The Basics of Transfer Learning
Transfer learning is basically reusing a pre-trained model on a new problem. In deep learning it is very common at the moment because it can train deep neural networks with relatively less data. In the field of data science, this is very helpful since many real-world problems generally do not have numerous labeled data points to train such complicated models. The knowledge of an already trained machine learning model is applied to a different but related issue in transfer learning. For instance, if you trained a simple classifier to predict whether an image contains a table, you could use the knowledge that the model gained to recognize other objects such as a lamp during its training. We basically attempt to exploit what has been learned in one task with the help of transfer learning to enhance generalization in another. We transfer the weights that our network learned at “task X” to a new “task Y”. Transfer learning is primarily used because of the immense amount of computing resources used in computer vision and natural language processing areas like sentiment analysis.
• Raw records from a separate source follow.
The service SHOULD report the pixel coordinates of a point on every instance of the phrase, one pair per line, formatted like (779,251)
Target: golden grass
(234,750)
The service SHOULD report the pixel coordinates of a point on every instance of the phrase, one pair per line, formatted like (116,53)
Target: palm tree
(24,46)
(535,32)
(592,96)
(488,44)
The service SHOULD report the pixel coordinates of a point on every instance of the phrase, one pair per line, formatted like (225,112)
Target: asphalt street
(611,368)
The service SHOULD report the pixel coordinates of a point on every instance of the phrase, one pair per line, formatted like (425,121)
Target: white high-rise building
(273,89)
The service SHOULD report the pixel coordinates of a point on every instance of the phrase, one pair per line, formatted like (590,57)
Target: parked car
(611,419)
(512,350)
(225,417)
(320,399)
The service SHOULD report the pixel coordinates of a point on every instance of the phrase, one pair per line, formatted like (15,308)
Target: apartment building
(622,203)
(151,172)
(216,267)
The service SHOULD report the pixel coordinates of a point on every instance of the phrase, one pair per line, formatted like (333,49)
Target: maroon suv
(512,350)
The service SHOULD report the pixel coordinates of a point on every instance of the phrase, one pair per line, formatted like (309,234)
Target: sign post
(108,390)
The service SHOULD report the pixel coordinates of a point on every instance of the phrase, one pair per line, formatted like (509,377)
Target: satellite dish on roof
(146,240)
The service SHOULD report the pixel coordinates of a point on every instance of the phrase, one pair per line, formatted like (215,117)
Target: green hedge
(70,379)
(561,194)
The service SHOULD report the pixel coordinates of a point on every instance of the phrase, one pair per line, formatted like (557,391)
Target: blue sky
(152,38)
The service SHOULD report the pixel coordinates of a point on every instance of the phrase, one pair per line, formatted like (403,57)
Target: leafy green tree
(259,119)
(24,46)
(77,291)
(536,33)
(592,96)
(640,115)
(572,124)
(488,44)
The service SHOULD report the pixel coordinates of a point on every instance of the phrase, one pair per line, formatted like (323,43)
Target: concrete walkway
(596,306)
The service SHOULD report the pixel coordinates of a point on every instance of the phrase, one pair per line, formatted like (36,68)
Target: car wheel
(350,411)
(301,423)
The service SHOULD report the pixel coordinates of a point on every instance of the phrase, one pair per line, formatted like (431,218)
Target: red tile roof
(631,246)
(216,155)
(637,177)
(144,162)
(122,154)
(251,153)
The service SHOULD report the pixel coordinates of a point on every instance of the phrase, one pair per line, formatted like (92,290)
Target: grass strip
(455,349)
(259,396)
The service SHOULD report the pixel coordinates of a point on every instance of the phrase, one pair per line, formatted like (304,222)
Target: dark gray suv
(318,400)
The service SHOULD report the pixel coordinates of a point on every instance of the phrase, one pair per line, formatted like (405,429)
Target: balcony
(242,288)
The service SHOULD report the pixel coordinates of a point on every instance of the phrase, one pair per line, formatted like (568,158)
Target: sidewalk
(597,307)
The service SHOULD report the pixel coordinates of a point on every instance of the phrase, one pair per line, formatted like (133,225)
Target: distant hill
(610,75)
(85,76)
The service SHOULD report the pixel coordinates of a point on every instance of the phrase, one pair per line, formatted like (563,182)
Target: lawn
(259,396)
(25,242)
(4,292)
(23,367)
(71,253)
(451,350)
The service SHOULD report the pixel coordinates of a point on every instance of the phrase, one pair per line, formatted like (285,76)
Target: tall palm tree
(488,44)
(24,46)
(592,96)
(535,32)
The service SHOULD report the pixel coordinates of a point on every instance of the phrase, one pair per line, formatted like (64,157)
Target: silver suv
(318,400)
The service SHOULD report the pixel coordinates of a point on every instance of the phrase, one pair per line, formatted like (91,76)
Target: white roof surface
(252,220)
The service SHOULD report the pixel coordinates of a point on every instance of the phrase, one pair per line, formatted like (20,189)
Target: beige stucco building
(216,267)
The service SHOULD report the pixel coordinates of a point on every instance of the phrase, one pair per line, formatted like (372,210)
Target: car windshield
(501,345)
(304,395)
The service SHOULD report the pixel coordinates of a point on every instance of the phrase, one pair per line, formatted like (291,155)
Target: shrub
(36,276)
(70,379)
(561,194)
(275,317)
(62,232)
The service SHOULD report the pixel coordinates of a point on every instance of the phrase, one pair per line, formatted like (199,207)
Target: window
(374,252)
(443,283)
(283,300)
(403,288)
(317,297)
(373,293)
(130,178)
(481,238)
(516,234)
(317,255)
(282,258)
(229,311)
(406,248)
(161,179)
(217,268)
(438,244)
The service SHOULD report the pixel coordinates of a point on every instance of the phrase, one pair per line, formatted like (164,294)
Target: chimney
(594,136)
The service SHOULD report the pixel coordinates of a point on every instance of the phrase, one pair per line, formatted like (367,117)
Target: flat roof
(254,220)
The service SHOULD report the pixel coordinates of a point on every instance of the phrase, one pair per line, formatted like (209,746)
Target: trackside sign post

Transfer Learning in Computer Vision:
Transfer learning is commonly used methodology in computer vision because it helps us to create realistic models in a time-efficient manner. With transfer learning, you start from patterns that have been learned while solving a different problem instead of beginning the learning process from scratch. You take advantage of prior learning in this way to prevent starting from scratch.
Transfer learning is commonly expressed in computer vision by the use of pre-trained models. A pre-trained model is a model trained on a large dataset in order to resolve a problem similar to one that we want to solve.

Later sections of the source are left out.